After Donny returned home from the hospital, I avoided going to visit him for quite some time but finally caved in when his mother very directly asked me to do so. He was lying on a hospice bed in the living room and was unrecognizable. His limbs were atrophied and he looked ghostly white. I was terrified. I am not sure he knew that I was even there. He was alternately mumbling incoherently and then shrieking about the heat. He died a few weeks later in September of 1955 at the age of 14. His Death Certificate cited respiratory paralysis as the proximate cause of death. He and his parents are buried in Fernwood.


As a footnote to the above, my grandmother grew up in South Philadelphia and lived there with her first husband; he died in October of 1918 during the Spanish Flu epidemic. When I was a child, we often took the train to Center City to shop. From time to time as the train passed slowly through the tenements of North Philadelphia on the way to the Reading Terminal, she would reminisce about surviving the epidemic. She was especially graphic about her eye witnessing corpses of flu victims that people would deposit on the curb of the street. She said eventually the city would send carts by and remove the bodies to mass burial grounds – with no funerals, no last rites. They seemed like interesting stories of a time long ago that had no relevance to me until the storm of polio arrived and randomly took young victims like Donny Kunkle.



J. Scott Uttley was born in Pottstown in 1945 and moved to Royersford in the spring of 1948 to live with his grandmother, Ann Shappell, at 364 Main Street. Uttley was the 4th generation of his family to live in town. His great-grandmother, Rachel Genevieve Hays, was in the first graduating class of Royersford High School, (1889). Uttley's grandfather, Mortimer Snell, and his mother, Phyllis Snell, were both raised in Royersford and graduated from Royersford High School, (1915 and 1943, respectively). In addition, in the early 1920's Uttley's grandmother's Lithuanian parents owned an orchard somewhere between the intersection of Lewis and Vaughn Roads and Mingo Creek. Uttley attended school in Royersford, kindergarten through second grade. In August of 1953, his family moved to North Coventry, where he graduated in1963 from Owen J. Roberts High School. Despite the move, Uttley was living part-time in Royersford until September 1958, spending his weekends and summers on Main Street and Mrytle Alley, helping his grandmother with chores and, after 1955, waiting on customers in the business.

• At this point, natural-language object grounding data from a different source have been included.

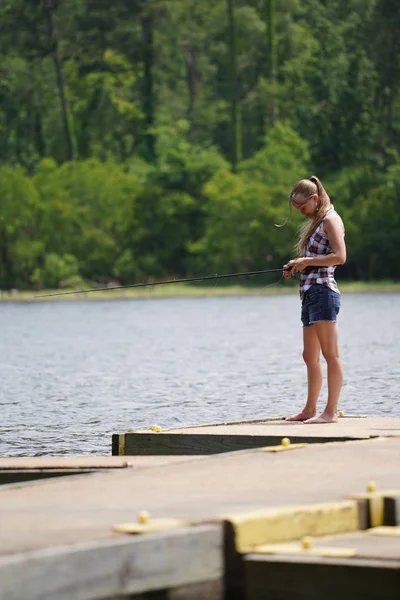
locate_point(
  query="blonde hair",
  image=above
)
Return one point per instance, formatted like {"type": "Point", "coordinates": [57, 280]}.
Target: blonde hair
{"type": "Point", "coordinates": [308, 187]}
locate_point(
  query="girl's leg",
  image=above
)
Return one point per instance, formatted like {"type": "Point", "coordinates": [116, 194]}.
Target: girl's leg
{"type": "Point", "coordinates": [311, 354]}
{"type": "Point", "coordinates": [327, 333]}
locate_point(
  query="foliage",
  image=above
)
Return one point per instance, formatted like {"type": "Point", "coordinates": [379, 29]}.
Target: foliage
{"type": "Point", "coordinates": [161, 138]}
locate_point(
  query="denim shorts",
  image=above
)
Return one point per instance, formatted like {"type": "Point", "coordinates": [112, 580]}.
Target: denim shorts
{"type": "Point", "coordinates": [320, 303]}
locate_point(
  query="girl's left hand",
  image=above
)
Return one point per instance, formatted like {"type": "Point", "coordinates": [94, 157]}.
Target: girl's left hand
{"type": "Point", "coordinates": [299, 264]}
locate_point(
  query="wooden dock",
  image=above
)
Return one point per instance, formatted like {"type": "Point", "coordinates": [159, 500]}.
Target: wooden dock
{"type": "Point", "coordinates": [254, 519]}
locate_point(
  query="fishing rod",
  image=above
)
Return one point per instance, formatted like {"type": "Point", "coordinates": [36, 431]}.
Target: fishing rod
{"type": "Point", "coordinates": [154, 283]}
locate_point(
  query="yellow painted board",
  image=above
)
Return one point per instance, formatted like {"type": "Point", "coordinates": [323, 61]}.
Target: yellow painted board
{"type": "Point", "coordinates": [384, 530]}
{"type": "Point", "coordinates": [293, 548]}
{"type": "Point", "coordinates": [376, 503]}
{"type": "Point", "coordinates": [270, 526]}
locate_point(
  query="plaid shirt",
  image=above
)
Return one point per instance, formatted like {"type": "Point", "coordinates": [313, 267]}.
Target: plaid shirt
{"type": "Point", "coordinates": [318, 245]}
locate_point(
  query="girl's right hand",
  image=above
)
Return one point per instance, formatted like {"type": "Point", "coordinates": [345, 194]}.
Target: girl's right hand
{"type": "Point", "coordinates": [287, 269]}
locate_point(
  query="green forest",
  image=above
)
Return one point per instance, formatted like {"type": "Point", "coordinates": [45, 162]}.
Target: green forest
{"type": "Point", "coordinates": [145, 139]}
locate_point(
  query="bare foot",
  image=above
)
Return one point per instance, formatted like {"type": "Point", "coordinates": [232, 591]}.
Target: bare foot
{"type": "Point", "coordinates": [322, 418]}
{"type": "Point", "coordinates": [301, 416]}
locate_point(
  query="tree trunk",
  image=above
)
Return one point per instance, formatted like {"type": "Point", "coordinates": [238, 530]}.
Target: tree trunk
{"type": "Point", "coordinates": [148, 84]}
{"type": "Point", "coordinates": [190, 61]}
{"type": "Point", "coordinates": [60, 79]}
{"type": "Point", "coordinates": [272, 55]}
{"type": "Point", "coordinates": [236, 142]}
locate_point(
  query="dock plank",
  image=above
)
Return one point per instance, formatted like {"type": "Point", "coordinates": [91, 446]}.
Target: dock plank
{"type": "Point", "coordinates": [130, 565]}
{"type": "Point", "coordinates": [228, 437]}
{"type": "Point", "coordinates": [85, 508]}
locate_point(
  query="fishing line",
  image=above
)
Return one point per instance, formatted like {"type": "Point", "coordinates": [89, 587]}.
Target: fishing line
{"type": "Point", "coordinates": [154, 283]}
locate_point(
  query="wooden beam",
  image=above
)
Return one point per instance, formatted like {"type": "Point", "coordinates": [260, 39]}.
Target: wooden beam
{"type": "Point", "coordinates": [166, 443]}
{"type": "Point", "coordinates": [320, 578]}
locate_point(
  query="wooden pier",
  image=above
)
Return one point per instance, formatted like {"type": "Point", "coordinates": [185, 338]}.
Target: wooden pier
{"type": "Point", "coordinates": [220, 512]}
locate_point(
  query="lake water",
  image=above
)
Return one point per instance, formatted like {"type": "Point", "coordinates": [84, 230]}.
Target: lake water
{"type": "Point", "coordinates": [74, 372]}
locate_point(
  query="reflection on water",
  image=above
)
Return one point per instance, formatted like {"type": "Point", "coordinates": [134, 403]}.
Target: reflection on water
{"type": "Point", "coordinates": [72, 373]}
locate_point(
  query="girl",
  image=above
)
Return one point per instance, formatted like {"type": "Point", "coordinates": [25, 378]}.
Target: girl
{"type": "Point", "coordinates": [321, 247]}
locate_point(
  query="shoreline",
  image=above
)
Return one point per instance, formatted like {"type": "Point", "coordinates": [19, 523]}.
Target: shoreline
{"type": "Point", "coordinates": [181, 290]}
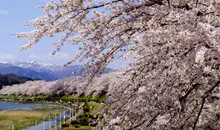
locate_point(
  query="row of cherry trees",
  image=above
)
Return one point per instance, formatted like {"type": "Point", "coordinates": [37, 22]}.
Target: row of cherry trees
{"type": "Point", "coordinates": [174, 80]}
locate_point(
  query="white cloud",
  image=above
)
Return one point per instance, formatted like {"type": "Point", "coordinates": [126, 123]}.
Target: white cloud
{"type": "Point", "coordinates": [3, 12]}
{"type": "Point", "coordinates": [7, 56]}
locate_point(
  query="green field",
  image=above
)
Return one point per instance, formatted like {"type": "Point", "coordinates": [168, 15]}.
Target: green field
{"type": "Point", "coordinates": [23, 118]}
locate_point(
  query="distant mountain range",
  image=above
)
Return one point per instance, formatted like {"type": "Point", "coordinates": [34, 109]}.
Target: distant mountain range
{"type": "Point", "coordinates": [40, 70]}
{"type": "Point", "coordinates": [10, 79]}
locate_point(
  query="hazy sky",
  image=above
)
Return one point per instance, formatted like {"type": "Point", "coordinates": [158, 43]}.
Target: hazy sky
{"type": "Point", "coordinates": [13, 15]}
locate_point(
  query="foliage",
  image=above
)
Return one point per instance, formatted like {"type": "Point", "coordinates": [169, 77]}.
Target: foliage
{"type": "Point", "coordinates": [173, 81]}
{"type": "Point", "coordinates": [65, 125]}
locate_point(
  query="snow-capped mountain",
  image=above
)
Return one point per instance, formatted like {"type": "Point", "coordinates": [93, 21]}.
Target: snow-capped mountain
{"type": "Point", "coordinates": [40, 70]}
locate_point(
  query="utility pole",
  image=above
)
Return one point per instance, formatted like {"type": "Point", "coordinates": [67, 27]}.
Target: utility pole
{"type": "Point", "coordinates": [55, 122]}
{"type": "Point", "coordinates": [12, 127]}
{"type": "Point", "coordinates": [60, 120]}
{"type": "Point", "coordinates": [43, 123]}
{"type": "Point", "coordinates": [49, 123]}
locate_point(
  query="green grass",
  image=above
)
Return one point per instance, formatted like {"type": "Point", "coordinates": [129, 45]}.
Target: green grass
{"type": "Point", "coordinates": [20, 118]}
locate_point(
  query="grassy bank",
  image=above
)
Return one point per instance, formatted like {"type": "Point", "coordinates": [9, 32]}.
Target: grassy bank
{"type": "Point", "coordinates": [23, 118]}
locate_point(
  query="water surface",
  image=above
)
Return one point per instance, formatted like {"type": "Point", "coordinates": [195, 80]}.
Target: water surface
{"type": "Point", "coordinates": [20, 106]}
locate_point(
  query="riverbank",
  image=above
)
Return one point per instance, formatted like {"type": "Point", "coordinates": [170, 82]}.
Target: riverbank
{"type": "Point", "coordinates": [87, 108]}
{"type": "Point", "coordinates": [20, 119]}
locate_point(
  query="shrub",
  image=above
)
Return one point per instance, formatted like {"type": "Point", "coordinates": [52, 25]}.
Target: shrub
{"type": "Point", "coordinates": [65, 125]}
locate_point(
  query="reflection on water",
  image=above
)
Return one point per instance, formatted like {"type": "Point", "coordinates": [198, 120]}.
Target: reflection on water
{"type": "Point", "coordinates": [19, 106]}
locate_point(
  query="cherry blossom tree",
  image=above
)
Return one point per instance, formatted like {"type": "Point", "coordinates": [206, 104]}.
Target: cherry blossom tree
{"type": "Point", "coordinates": [174, 79]}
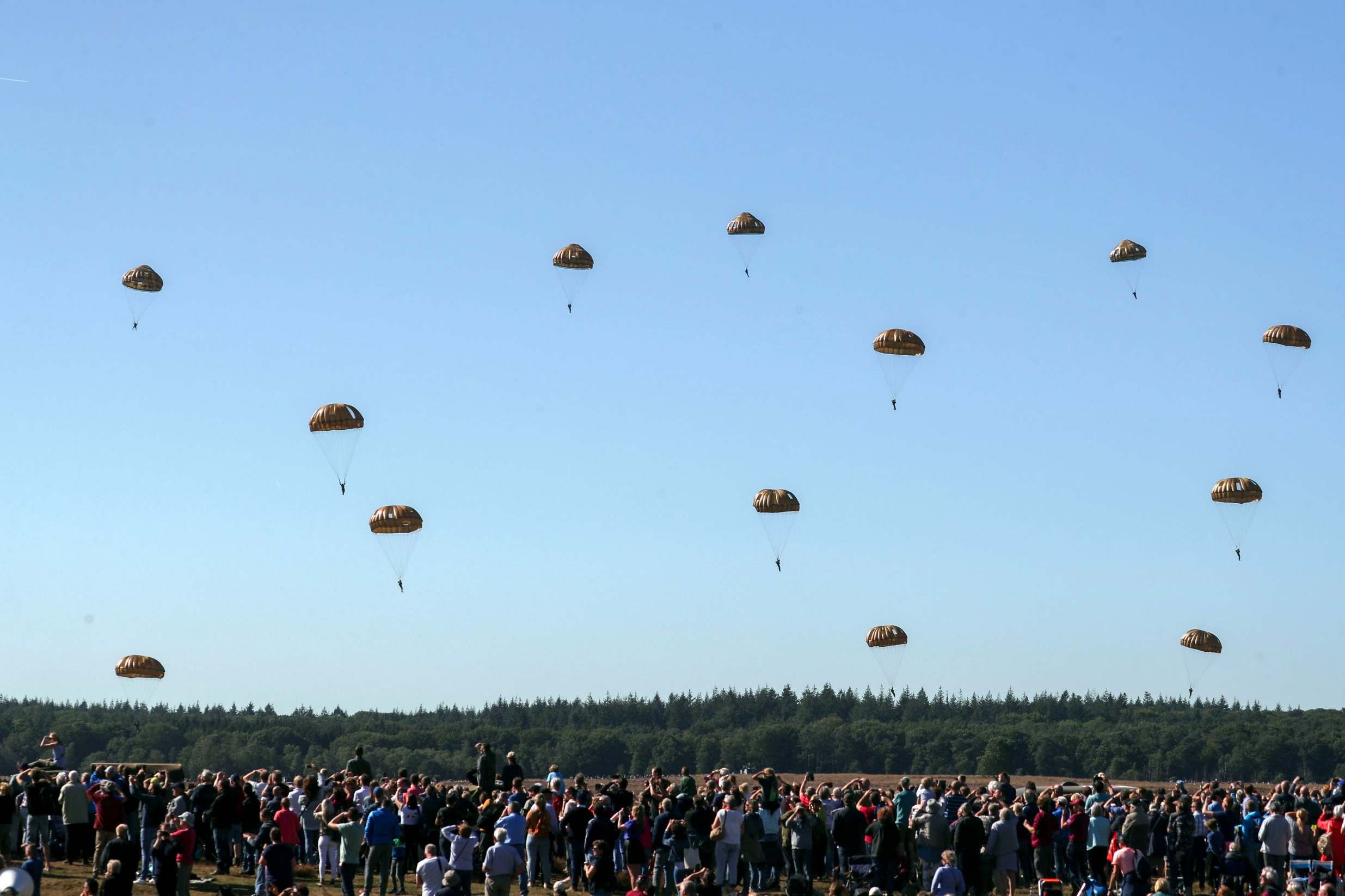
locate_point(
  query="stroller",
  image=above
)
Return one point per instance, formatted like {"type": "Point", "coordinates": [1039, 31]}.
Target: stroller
{"type": "Point", "coordinates": [861, 878]}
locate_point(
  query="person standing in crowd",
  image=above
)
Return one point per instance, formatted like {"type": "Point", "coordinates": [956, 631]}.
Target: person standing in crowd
{"type": "Point", "coordinates": [512, 771]}
{"type": "Point", "coordinates": [502, 866]}
{"type": "Point", "coordinates": [1046, 825]}
{"type": "Point", "coordinates": [124, 852]}
{"type": "Point", "coordinates": [280, 860]}
{"type": "Point", "coordinates": [798, 823]}
{"type": "Point", "coordinates": [575, 824]}
{"type": "Point", "coordinates": [359, 766]}
{"type": "Point", "coordinates": [462, 846]}
{"type": "Point", "coordinates": [486, 768]}
{"type": "Point", "coordinates": [1003, 848]}
{"type": "Point", "coordinates": [75, 814]}
{"type": "Point", "coordinates": [350, 835]}
{"type": "Point", "coordinates": [431, 871]}
{"type": "Point", "coordinates": [969, 841]}
{"type": "Point", "coordinates": [185, 840]}
{"type": "Point", "coordinates": [729, 844]}
{"type": "Point", "coordinates": [109, 812]}
{"type": "Point", "coordinates": [1275, 836]}
{"type": "Point", "coordinates": [164, 854]}
{"type": "Point", "coordinates": [381, 829]}
{"type": "Point", "coordinates": [35, 866]}
{"type": "Point", "coordinates": [949, 880]}
{"type": "Point", "coordinates": [538, 826]}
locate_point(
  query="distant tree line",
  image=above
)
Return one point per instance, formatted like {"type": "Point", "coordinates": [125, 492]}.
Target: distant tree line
{"type": "Point", "coordinates": [1066, 735]}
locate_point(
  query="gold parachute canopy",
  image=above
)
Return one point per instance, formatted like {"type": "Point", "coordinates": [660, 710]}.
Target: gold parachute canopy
{"type": "Point", "coordinates": [1129, 250]}
{"type": "Point", "coordinates": [143, 279]}
{"type": "Point", "coordinates": [1237, 490]}
{"type": "Point", "coordinates": [395, 519]}
{"type": "Point", "coordinates": [573, 257]}
{"type": "Point", "coordinates": [139, 666]}
{"type": "Point", "coordinates": [775, 502]}
{"type": "Point", "coordinates": [1203, 641]}
{"type": "Point", "coordinates": [1286, 335]}
{"type": "Point", "coordinates": [898, 342]}
{"type": "Point", "coordinates": [886, 637]}
{"type": "Point", "coordinates": [746, 225]}
{"type": "Point", "coordinates": [331, 418]}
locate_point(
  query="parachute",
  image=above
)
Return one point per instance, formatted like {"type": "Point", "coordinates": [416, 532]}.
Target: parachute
{"type": "Point", "coordinates": [1200, 649]}
{"type": "Point", "coordinates": [777, 508]}
{"type": "Point", "coordinates": [144, 282]}
{"type": "Point", "coordinates": [397, 530]}
{"type": "Point", "coordinates": [1282, 350]}
{"type": "Point", "coordinates": [139, 677]}
{"type": "Point", "coordinates": [887, 644]}
{"type": "Point", "coordinates": [336, 428]}
{"type": "Point", "coordinates": [1129, 250]}
{"type": "Point", "coordinates": [751, 227]}
{"type": "Point", "coordinates": [572, 267]}
{"type": "Point", "coordinates": [898, 353]}
{"type": "Point", "coordinates": [1237, 499]}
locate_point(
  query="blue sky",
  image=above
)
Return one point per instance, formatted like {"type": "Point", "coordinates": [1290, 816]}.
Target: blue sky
{"type": "Point", "coordinates": [358, 203]}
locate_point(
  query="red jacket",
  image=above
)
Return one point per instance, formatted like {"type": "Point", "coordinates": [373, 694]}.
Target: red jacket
{"type": "Point", "coordinates": [288, 823]}
{"type": "Point", "coordinates": [110, 811]}
{"type": "Point", "coordinates": [1044, 829]}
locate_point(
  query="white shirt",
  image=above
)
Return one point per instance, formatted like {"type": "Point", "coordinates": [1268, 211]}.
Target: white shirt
{"type": "Point", "coordinates": [431, 875]}
{"type": "Point", "coordinates": [459, 849]}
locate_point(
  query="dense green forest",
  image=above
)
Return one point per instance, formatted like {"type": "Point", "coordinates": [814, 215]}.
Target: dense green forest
{"type": "Point", "coordinates": [824, 730]}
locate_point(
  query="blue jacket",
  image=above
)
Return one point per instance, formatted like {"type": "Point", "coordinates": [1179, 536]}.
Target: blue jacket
{"type": "Point", "coordinates": [382, 828]}
{"type": "Point", "coordinates": [515, 829]}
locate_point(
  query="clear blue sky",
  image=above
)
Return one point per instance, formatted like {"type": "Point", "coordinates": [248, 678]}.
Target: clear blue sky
{"type": "Point", "coordinates": [358, 202]}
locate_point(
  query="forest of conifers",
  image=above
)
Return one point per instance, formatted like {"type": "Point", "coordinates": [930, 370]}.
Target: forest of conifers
{"type": "Point", "coordinates": [825, 730]}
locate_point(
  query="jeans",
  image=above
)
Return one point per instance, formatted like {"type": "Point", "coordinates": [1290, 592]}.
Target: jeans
{"type": "Point", "coordinates": [756, 876]}
{"type": "Point", "coordinates": [78, 843]}
{"type": "Point", "coordinates": [727, 863]}
{"type": "Point", "coordinates": [887, 874]}
{"type": "Point", "coordinates": [224, 849]}
{"type": "Point", "coordinates": [803, 863]}
{"type": "Point", "coordinates": [522, 875]}
{"type": "Point", "coordinates": [1078, 863]}
{"type": "Point", "coordinates": [147, 852]}
{"type": "Point", "coordinates": [381, 862]}
{"type": "Point", "coordinates": [662, 872]}
{"type": "Point", "coordinates": [347, 878]}
{"type": "Point", "coordinates": [38, 832]}
{"type": "Point", "coordinates": [575, 860]}
{"type": "Point", "coordinates": [929, 864]}
{"type": "Point", "coordinates": [329, 855]}
{"type": "Point", "coordinates": [540, 859]}
{"type": "Point", "coordinates": [1046, 862]}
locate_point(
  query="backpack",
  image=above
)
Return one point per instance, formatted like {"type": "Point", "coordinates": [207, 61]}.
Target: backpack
{"type": "Point", "coordinates": [1180, 837]}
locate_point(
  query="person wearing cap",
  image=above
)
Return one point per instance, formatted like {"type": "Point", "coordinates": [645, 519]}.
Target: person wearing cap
{"type": "Point", "coordinates": [486, 768]}
{"type": "Point", "coordinates": [350, 832]}
{"type": "Point", "coordinates": [120, 849]}
{"type": "Point", "coordinates": [501, 866]}
{"type": "Point", "coordinates": [109, 812]}
{"type": "Point", "coordinates": [359, 766]}
{"type": "Point", "coordinates": [75, 814]}
{"type": "Point", "coordinates": [512, 771]}
{"type": "Point", "coordinates": [381, 828]}
{"type": "Point", "coordinates": [185, 841]}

In 1967 Uttley married Hari Wendy Werner, a 1964 graduate of Plymouth-Whitemarsh High School, He received a BA from Temple University in 1967, and MA from Indiana University in 1969, and a PhD in Geology from Ohio State University in 1974. Uttley taught full-time Geology and Astronomy courses at Jersey City State College from 1970-72. Scott and Hari have lived in Colorado with their four sons since 1975, with the exception of a 3-year work assignment with the Department of Energy in California. By profession, Uttley is an exploration and reservoir geologist in the petroleum industry. He also served as the CEO of a NASDAQ-listed exploration company based in Calgary and Denver from 1980 to 1985. For the last 35 years, most of his work has been on optimizing oil and gas recovery from existing fields in Latin America, Canada, the Middle East, Europe, and Asia. In more recent years Uttley has also worked on many domestic Gas Storage projects.